The final table I'll provide will show a comparison of the analyst ratings for each and potential upside given the corresponding average price target. Remember, a rating of 1.0 equals a strong buy and a 5.0 equals a sell rating on the name.

Analyst Views 'T' FB LNKD ZNGA GRPN P
Analyst Opinion 2.4 2.4 2.4 2.6 2.3
Average Target $38.75 $128.76 $12.83 $18.12 $13.56
Upside 49.79% 38.45% 123.91% 85.09% 31.91%
Analyst Views 'N' FB LNKD ZNGA GRPN P
Analyst Opinion 2.4 2.4 2.3 2.5 2.4
Average Target $38.73 $129.31 $12.00 $17.94 $13.56
Upside 17.19% 21.02% 100.00% 72.50% 24.86%
Click to enlarge

In terms of the ratings, Zynga and Groupon are slightly stronger buys according to analysts, while Pandora is a slightly weaker buy. In terms of potential upside, Facebook has seen the greatest decline because the stock has run so much lately. But remember, all of this above doesn't include what we are about to here from the underwriters. Once they publish their opinions, these numbers could change greatly.

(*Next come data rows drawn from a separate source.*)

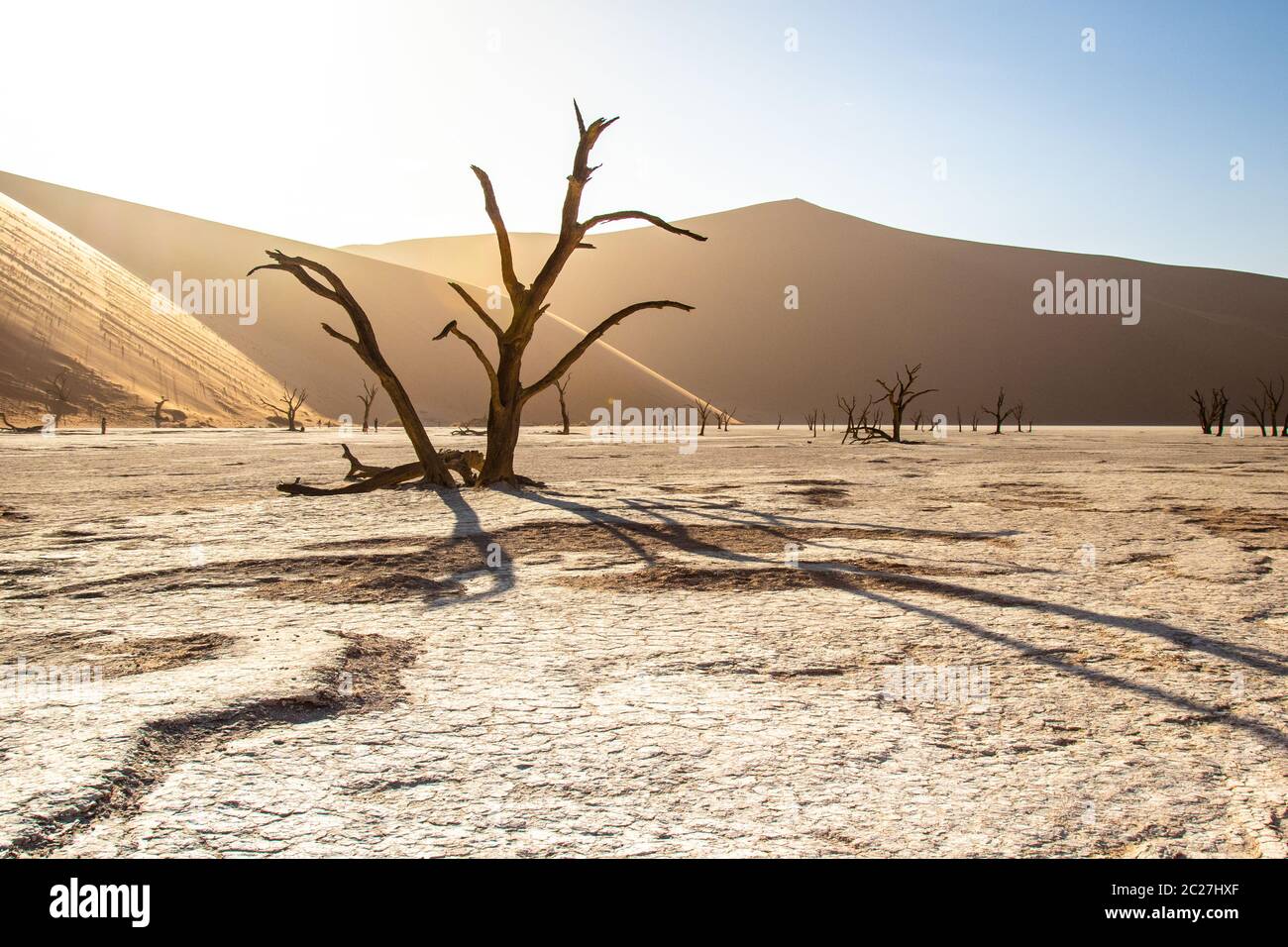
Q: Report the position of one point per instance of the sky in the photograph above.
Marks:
(340, 123)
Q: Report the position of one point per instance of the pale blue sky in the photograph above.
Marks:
(356, 123)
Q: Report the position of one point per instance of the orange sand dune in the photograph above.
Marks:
(67, 307)
(406, 305)
(872, 298)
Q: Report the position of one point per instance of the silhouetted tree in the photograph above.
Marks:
(528, 302)
(58, 395)
(562, 386)
(429, 467)
(286, 406)
(999, 414)
(369, 394)
(898, 395)
(703, 412)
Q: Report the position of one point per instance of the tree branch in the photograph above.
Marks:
(451, 328)
(638, 215)
(591, 338)
(502, 237)
(478, 309)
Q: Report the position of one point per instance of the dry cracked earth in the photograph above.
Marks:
(1072, 642)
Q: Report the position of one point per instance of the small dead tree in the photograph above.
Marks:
(1000, 412)
(1271, 398)
(562, 386)
(528, 303)
(848, 407)
(429, 467)
(1220, 402)
(286, 406)
(58, 395)
(369, 394)
(1211, 415)
(898, 395)
(703, 412)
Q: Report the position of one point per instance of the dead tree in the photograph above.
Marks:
(528, 303)
(1211, 414)
(1273, 399)
(1219, 406)
(848, 407)
(433, 471)
(58, 395)
(286, 406)
(898, 395)
(703, 412)
(369, 394)
(1001, 412)
(562, 386)
(1257, 407)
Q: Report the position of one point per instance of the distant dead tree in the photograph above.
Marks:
(1219, 405)
(703, 412)
(811, 421)
(58, 395)
(1211, 415)
(528, 302)
(429, 467)
(1265, 408)
(369, 394)
(562, 386)
(999, 414)
(898, 395)
(286, 406)
(848, 407)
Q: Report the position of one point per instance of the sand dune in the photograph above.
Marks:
(65, 307)
(406, 305)
(872, 298)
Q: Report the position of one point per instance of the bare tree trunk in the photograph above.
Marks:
(562, 386)
(528, 304)
(1001, 412)
(368, 397)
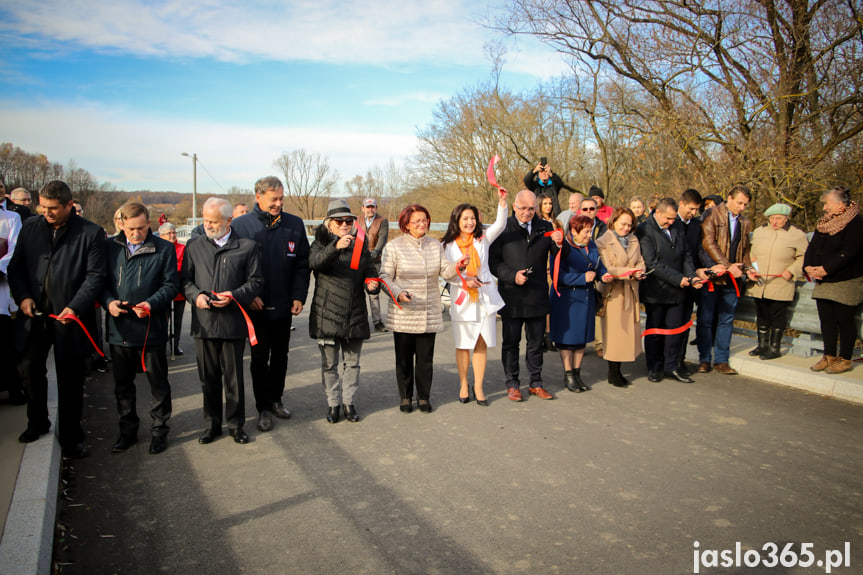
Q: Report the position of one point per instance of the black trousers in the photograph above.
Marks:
(663, 351)
(269, 365)
(771, 312)
(127, 363)
(414, 363)
(837, 321)
(70, 382)
(9, 379)
(534, 329)
(222, 360)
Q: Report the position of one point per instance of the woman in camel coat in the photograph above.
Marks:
(621, 326)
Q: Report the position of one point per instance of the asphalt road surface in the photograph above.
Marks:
(610, 481)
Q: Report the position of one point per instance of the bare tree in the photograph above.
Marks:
(309, 178)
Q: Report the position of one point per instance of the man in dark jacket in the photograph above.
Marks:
(519, 259)
(667, 255)
(690, 224)
(142, 280)
(542, 180)
(215, 267)
(285, 249)
(724, 249)
(58, 268)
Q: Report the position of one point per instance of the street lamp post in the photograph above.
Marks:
(194, 157)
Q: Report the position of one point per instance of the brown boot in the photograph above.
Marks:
(839, 365)
(824, 363)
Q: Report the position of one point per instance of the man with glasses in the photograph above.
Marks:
(519, 258)
(285, 265)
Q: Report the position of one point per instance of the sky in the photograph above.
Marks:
(125, 87)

As you can see, the Facebook fun is about to get even greater. In the next few days, we'll start hearing from the underwriters. Do they like the stock, or were rumors of their estimate cuts prior to the IPO true? Within the next months or so, we'll also hear Facebook report earnings for the first time as a public company. Also, the lock up periods will start to expire, meaning insiders can sell and millions of shares will be added to the float.

All of these events will make an already volatile name see more action. As you can probably guess, I am still recommending a short trade on Facebook, purely based on valuation. However, it might be worth it to see what the underwriters have to say first. If they like Facebook, shares might rise even more, and you could short it higher. If they don't like it, it will provide confirmation to the slower growth prospects, and you could probably still short it down to the recent lows near $25.

Disclosure: I have no positions in any stocks mentioned, and no plans to initiate any positions within the next 72 hours.